Defendants are charged with kidnapping for ransom and five subsequent murders. Certain crime victims, some of whom will testify at trial, asked to view the trial in its entirety pursuant to the Crime Victim's Rights Act (CVRA). The district court denied the motion, stating that it wanted to avoid collusion and to preserve decorum. The gov't sought mandamus. The 9th granted in part and remanded. The 9th examined the statute 18 USC 7771, which grants an exception to FRE 615 exclusion. That right, however, is not without limits. If the court finds by "clear and convincing' evidence that testimony would be materially altered if the victim heard other testimony, then the witness may be excluded, although other alternatives must be explored. Here, the district excluded the victim-witnesses without determining whether their testimony would be "materially altered" or whether there are reasonable alternatives. The 9th found that the CVRA effectively abrogated FRE 615 with respect to crime victims, and imposes these new weighing test. Moreover, under this test, a "mere possibility that a witness may alter his or her testimony as a result of hearing others testify is not enough to exclude, the court must find that it is highly likely. To call it as it is, it isn't sufficient that a victim may possibly mislead or lie, the court has to find that it is highly likely they will mislead or lie. The court doesn't order the court to permit presence; rather, the court has to make findings under this standard.
Practice issues: (1) the use of "clear and convincing" as "highly likely" is one that can refer to when the gov't has to prove "clear and convincing" (such as in cross references in sentencing). definitions of terms can be used.

(2) Do we get to voir dire and have a say in the materiality? For example, we can show that the victims may materially alter their testimony. In terms of discovery, do we get such discovery ahead of time (in a strict Jencks jurisdiction?). How do we know what might be altered?

(3) Can we ask that the victims go first because of their "right"? For example, if the court is looking for alternatives, we can say that the victim has to go first, or that the victims cannot be present when witnesses as to what the victims know testify. There are ways to possibly limit the damage.

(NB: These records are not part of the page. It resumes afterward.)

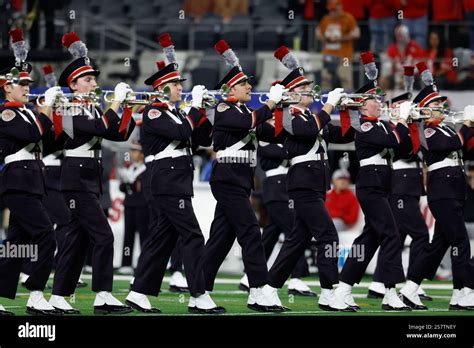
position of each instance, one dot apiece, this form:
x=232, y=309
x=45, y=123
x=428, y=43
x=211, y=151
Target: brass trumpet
x=139, y=98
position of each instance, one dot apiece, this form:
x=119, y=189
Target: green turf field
x=227, y=294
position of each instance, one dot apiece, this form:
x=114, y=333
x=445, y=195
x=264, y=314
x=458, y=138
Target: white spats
x=202, y=302
x=105, y=297
x=139, y=299
x=343, y=294
x=272, y=294
x=37, y=301
x=59, y=302
x=298, y=284
x=392, y=302
x=178, y=280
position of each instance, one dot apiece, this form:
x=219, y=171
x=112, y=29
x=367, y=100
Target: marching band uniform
x=168, y=133
x=81, y=186
x=407, y=188
x=22, y=189
x=446, y=196
x=374, y=144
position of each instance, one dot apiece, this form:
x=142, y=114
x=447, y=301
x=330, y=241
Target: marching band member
x=374, y=143
x=446, y=197
x=235, y=134
x=80, y=184
x=168, y=133
x=22, y=183
x=407, y=188
x=307, y=183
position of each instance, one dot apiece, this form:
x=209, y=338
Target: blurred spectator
x=441, y=61
x=35, y=8
x=469, y=206
x=337, y=30
x=382, y=23
x=415, y=16
x=228, y=9
x=403, y=51
x=341, y=202
x=356, y=8
x=443, y=10
x=135, y=206
x=469, y=15
x=198, y=8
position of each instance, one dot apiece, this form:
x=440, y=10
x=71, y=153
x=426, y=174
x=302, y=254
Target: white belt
x=22, y=155
x=51, y=162
x=170, y=153
x=376, y=160
x=447, y=162
x=401, y=164
x=277, y=171
x=243, y=154
x=309, y=157
x=83, y=153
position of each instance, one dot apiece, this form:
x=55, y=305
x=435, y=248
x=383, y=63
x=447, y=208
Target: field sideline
x=227, y=294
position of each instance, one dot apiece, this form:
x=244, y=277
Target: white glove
x=334, y=96
x=121, y=91
x=405, y=110
x=276, y=93
x=197, y=94
x=51, y=94
x=469, y=113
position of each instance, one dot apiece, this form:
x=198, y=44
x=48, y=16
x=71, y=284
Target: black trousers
x=380, y=230
x=136, y=219
x=87, y=222
x=29, y=225
x=312, y=220
x=176, y=218
x=410, y=222
x=234, y=217
x=450, y=230
x=282, y=220
x=177, y=257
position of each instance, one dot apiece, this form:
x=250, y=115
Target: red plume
x=221, y=46
x=165, y=40
x=16, y=35
x=367, y=57
x=281, y=52
x=69, y=38
x=160, y=64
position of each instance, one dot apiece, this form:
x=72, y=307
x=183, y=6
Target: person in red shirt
x=382, y=23
x=404, y=51
x=469, y=16
x=441, y=61
x=341, y=201
x=414, y=14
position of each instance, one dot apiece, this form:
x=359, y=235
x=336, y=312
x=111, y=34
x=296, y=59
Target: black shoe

(4) Since there is this right, can we get a jury instruction that states that such witnesses have an opportunity that others do not have?

(5) Can FRE 403 or FRE 100 (fairness etc) trump this? What about due process?

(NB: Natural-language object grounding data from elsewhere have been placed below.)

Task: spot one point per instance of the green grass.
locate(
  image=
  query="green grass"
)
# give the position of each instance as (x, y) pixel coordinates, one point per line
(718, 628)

(6) Can this victim right be used to argue to the court that the defendant gets to put on an identification expert or other experts given the possibility that the victims may alter their testimony.

(7) This was an unopposed in limine motion that was denied by the court. Should the gov't be required to give notice beforehand? Can the court require notice or summaries?
Just some thoughts while the 9th Circuit conference goes on.